Can anyone point me in the direction of performance figures (specifically wall time) for doing 4K (3840 x 2160) and 8K (7680×4320) 2D FFTs in 8 bit and single precision with cuFFT, ideally on the Tesla K40 or K80?

may be of interest:

[url]http://developer.download.nvidia.com/compute/cuda/compute-docs/cuda-performance-report.pdf[/url]

What do you mean by “8 bit”? CUFFT offers single-precision and double-precision FFTs, both in real and complex variants. While performance data for 1D FFTs for K40 is readily available from NVIDIA ([url]http://developer.download.nvidia.com/compute/cuda/compute-docs/cuda-performance-report.pdf[/url]), I don’t know of a document that gives a good overview of 2D FFT performance with CUFFT.

Thanks for the replies.
The 8 bit figures aren’t that important to me - I was just wondering how performance changed when doing a single precision FFT with both a single precision and 8-bit input. However, I can restrict my interest to performance of single precision complex->complex FFTs. I’ve been struggling to find performance data for 2D FFTs at these resolutions too.

So far I have only found performance data for small, batched, 2D FFTs in a 2015 paper. Nothing regarding large 2D FFTs yet.

I think large 2D FFTs should approach the performance of a single batched 1D FFT. The previously linked performance report indicates on slide 4:

“1D Complex, Batched FFTs
Used in Signal Processing and as a Foundation for 2D and 3D FFTs”

Am I correct to assume that estimating 2D performance from 1D performance provides an upper bound for the estimated 2D performance?

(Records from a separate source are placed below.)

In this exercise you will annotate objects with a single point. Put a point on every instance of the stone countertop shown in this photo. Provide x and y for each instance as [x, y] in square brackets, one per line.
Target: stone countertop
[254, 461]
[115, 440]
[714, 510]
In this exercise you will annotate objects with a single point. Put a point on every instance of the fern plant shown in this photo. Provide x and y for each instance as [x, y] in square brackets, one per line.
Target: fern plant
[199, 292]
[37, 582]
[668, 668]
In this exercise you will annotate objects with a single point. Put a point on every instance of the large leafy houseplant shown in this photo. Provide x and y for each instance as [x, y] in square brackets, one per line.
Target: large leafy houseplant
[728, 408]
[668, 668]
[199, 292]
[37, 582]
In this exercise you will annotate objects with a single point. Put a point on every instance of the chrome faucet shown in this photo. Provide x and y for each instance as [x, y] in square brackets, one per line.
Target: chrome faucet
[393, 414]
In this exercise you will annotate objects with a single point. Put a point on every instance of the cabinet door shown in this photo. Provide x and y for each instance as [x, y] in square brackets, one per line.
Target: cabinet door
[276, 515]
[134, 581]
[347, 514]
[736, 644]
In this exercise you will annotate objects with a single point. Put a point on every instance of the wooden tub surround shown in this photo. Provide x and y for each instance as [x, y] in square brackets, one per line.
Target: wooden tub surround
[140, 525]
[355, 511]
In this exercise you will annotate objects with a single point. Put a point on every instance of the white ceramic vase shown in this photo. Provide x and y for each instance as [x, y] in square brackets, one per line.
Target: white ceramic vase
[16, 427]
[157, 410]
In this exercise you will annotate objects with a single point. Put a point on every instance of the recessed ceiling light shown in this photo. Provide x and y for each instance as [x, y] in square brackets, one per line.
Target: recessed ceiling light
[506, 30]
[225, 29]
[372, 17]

Yes, I think that is what it means. In fact, 1D batched performance provides an upper bound for 2D performance.

I can provide some numbers generated with gearshifft (FFT benchmark suite on accelerators, in development, see github) for each transform type and single and double precision.

[url]http://pastebin.com/cA4hGGpE[/url] (results, average of 5 benchmark runs)
[url]http://pastebin.com/tPYHcQ0X[/url] (raw csv with all benchmark runs)

Looks like outplace and inplace real transforms are the fastest ones w.r.t. TimeToSolution including allocation, memcopy, fft and ifft, cufft setup and cleanup: ~15ms for 3840x2160 and ~60ms for 7680x4320.

Tell me, if you need more information.

Edit: Run on K80/CUDA 7.5, device initialization time excluded.

Brilliant - thanks. That’s exactly the information I was looking for!